Salt is a preservative; but how much of a preservative is needed if the processed foods are flash-frozen or canned properly (canned goods are, even by my standards, wayyyyyyy too salty)?
I do think processed foods might do well to rely on other spices for flavor, thereby negating the need for so much salt. The consumer is always free to add salt to taste after the fact. Who doesn't have a saltshaker in their kitchen? Or can't get one? But more than the salt issue is that of other, unpronounceable ingredients, that we regularly see on labels. Some of these ingredients we are beginning to get wise to: high-fructose corn syrup, for one. I read labels, and if I see that one ingredient, I don't buy the product. If sugar is required, use real sugar, for Pete's sake. What I don't understand is the use of sugar in some recipes that are not considered "sweet." Spaghetti sauce, for one thing. There are others... and there are other spices that would add a lot of flavor with less of a health risk and whose names can be pronounced, too.

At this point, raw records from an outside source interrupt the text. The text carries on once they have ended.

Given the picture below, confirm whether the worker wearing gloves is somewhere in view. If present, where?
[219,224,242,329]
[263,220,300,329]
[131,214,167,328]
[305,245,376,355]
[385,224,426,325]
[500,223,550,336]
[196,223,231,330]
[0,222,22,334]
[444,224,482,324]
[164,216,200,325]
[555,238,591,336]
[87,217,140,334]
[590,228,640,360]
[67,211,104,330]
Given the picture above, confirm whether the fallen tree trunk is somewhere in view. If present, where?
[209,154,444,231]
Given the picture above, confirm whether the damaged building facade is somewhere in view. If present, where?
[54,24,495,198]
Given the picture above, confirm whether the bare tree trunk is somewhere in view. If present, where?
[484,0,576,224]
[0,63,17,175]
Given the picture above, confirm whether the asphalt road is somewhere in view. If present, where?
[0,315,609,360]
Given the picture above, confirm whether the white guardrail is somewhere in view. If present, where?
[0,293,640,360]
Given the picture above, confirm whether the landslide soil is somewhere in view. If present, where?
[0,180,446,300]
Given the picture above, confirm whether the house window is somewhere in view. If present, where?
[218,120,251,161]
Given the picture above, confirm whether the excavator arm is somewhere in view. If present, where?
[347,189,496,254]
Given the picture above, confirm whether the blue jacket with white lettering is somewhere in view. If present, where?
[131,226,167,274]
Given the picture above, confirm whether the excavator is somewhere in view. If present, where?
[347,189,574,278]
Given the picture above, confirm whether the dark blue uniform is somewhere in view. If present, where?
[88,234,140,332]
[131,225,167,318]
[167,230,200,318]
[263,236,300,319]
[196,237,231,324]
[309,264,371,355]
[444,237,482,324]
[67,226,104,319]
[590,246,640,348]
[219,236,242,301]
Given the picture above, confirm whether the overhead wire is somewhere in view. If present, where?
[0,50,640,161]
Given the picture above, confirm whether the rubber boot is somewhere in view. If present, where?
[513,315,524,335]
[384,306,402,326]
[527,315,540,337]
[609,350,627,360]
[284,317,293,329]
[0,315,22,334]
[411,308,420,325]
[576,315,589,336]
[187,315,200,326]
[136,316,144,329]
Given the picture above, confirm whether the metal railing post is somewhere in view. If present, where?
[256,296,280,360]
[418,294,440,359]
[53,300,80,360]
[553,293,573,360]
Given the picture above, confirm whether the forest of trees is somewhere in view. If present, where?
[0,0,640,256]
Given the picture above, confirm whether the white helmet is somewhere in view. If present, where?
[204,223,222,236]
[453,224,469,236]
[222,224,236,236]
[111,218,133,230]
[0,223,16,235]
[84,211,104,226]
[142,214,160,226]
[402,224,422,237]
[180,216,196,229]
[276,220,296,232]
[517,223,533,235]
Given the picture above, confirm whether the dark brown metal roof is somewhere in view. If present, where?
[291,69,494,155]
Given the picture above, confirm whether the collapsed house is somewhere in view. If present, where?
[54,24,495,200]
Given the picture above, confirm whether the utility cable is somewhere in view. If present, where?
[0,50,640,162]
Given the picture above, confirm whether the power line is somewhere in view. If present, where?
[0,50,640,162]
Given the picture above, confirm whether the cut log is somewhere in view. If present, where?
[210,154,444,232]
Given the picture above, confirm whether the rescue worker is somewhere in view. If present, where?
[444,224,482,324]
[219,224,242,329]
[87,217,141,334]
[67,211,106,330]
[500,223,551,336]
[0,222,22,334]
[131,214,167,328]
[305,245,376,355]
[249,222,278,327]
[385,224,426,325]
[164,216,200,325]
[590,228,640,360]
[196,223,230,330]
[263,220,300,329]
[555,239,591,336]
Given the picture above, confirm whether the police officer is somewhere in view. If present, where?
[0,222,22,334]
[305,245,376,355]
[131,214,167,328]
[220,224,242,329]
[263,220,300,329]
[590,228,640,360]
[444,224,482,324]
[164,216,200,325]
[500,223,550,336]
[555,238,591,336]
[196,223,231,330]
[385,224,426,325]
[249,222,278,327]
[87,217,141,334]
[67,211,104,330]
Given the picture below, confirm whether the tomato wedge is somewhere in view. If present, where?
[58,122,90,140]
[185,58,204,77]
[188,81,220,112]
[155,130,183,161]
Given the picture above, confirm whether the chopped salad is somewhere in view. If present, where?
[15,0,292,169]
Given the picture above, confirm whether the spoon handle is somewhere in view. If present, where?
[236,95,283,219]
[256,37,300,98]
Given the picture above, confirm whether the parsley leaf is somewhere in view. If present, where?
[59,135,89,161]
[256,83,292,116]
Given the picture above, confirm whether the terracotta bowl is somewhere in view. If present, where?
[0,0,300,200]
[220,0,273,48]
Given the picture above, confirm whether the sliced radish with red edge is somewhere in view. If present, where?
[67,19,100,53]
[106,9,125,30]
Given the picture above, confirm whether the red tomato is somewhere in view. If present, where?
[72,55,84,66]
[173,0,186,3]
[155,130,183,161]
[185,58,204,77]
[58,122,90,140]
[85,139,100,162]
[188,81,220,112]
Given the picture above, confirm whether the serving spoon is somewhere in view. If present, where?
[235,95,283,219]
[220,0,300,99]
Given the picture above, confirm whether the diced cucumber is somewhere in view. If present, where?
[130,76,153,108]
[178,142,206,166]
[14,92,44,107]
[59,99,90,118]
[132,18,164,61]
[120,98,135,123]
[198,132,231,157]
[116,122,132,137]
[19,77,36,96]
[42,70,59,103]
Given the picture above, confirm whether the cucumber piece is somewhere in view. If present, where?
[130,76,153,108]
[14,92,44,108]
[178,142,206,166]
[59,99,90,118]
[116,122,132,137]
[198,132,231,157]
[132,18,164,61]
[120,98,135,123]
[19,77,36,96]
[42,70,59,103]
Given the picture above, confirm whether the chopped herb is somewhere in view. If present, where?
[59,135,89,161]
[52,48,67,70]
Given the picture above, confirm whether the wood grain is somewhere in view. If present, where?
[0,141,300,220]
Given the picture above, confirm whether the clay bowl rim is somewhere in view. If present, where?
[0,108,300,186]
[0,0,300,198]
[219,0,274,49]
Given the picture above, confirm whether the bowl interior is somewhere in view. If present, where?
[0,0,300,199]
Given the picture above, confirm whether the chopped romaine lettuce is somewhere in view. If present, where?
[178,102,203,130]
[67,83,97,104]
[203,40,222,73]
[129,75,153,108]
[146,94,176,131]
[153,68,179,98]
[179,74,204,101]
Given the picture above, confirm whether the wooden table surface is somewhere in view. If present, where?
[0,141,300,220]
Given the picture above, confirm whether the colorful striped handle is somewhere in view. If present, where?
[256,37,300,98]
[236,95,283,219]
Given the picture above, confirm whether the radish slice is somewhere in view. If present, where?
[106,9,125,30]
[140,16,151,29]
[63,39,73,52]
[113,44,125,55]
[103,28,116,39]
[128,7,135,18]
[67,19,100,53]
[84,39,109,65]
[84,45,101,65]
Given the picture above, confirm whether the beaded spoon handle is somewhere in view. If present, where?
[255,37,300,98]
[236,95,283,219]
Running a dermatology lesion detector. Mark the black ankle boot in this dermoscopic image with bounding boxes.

One thing about salt, though, that no one mentions: it is a requirement for life. Some salt is required just to keep the ol' body running... a deficiency would be as lethal as too much of the stuff. So, as with most things, moderation is key.
- 2 votes
I'm kinda torn on this issue.
I am, too, although I stopped adding salt when I cook and eat a long, long time ago -- I don't miss it at all. However, I know I get what I need from what's added by manufacturers.
- 2 votes
Our bodies need the iodine we get from salt, but too much of anything is always bad. I really try to watch the salt when I'm cooking and I read labels when I'm shopping for groceries.